Combining AI with HI: the unique Precognize solution

Chemical plants need machine learning to apply predictive analytics to the complex data of the processing plant, but they cannot use supervised learning because of the lack of historical examples, and they cannot use unsupervised learning because of the high noise level and sparse states. Both supervised and unsupervised machine learning are fallible, but if the results of the machine learning algorithm are put into context, it can give them meaning.

One way to provide this context is through human domain knowledge, and this is the approach that SAM GUARD takes. SAM GUARD draws on the domain knowledge of someone who understands the plant thoroughly, like the process engineer, to create a domain model. It’s simple and fast to create a domain model, and doesn’t require any advanced conceptual modeling skills.

The domain model is turned into a mathematical graph, so that SAM GUARD can automatically apply it to the plant sensors and data. Using this domain model graph, SAM GUARD can identify separate regions within the plant, to divide it up into smaller, more relevant groups of sensors. Operations teams can now focus their attention on only those regions that are relevant. With fewer sensors in each region, it becomes possible to apply unsupervised machine learning techniques to the data and sensor states to define “normal” for this area of the plant, enabling SAM GUARD to spot real issues, instead of getting lost in the fog of constant anomalies. And users benefit from receiving only the relevant alerts that relate to those real issues.

SAM GUARD automatically identifies the relevance of each sensor, and then monitors only those which are in appropriate regions. Problems are aggregated through both time and space, so users only receive an alert if a problem is developing in a relevant location.

SAM GUARD’s approach to predictive analytics combines Human Intelligence (HI) with Artificial Intelligence (AI) to produce a new machine learning approach that is neither supervised learning nor unsupervised learning, based on the understanding that the chemical process industry needs a different strategy. It uses domain knowledge to enhance machine learning, guiding users to the right areas of the plant to search for potential issues that could affect OEE.
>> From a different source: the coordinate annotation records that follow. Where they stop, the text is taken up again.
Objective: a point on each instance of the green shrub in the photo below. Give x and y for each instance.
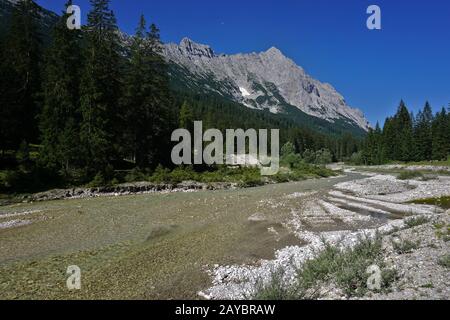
(409, 175)
(274, 289)
(405, 246)
(161, 175)
(416, 221)
(444, 261)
What’s more, SAM GUARD adds a feedback layer to make the AI-HI combination even more effective. When SAM GUARD sends an alert, it begins by presenting a very small number of tags and asking the human analyst or Ops team member to send a response about which tags were helpful, which were of no use, or if none of them were of any use. Then it will show a new set of tags, and then another one, until the problem is entirely cleared up and resolved. The system learns from the human response and remembers it for the next time, so that it learns through each iteration which are the most useful tags to show alongside the alert.

SAM GUARD Case Studies in the Phosphate Industry

Let’s explore some examples of SAM GUARD in action.

Use case #1: High temperatures in a pump oil tank

In a phosphate plant, the SAM GUARD system issued an alert that the temperature of oil in a pump oil bearing tank was alarmingly high. It flagged a temperature 10 °C higher than normal. SAM GUARD presented the duty engineer with a unique second warning about a higher-than-usual oil level in the secondary oil reservoir as well, thanks to the domain model graph, which saw the connection between the two anomalies. The relation between the two alerts enabled the engineer to immediately understand the problem and the action that was required.

The engineer realized that the secondary oil tank had been filled with an excessive amount of oil, making it impossible for the pump bearing to remove extra oil back to the reservoir. If the high temperatures had continued, it could have caused a bearing failure that would have damaged the pump.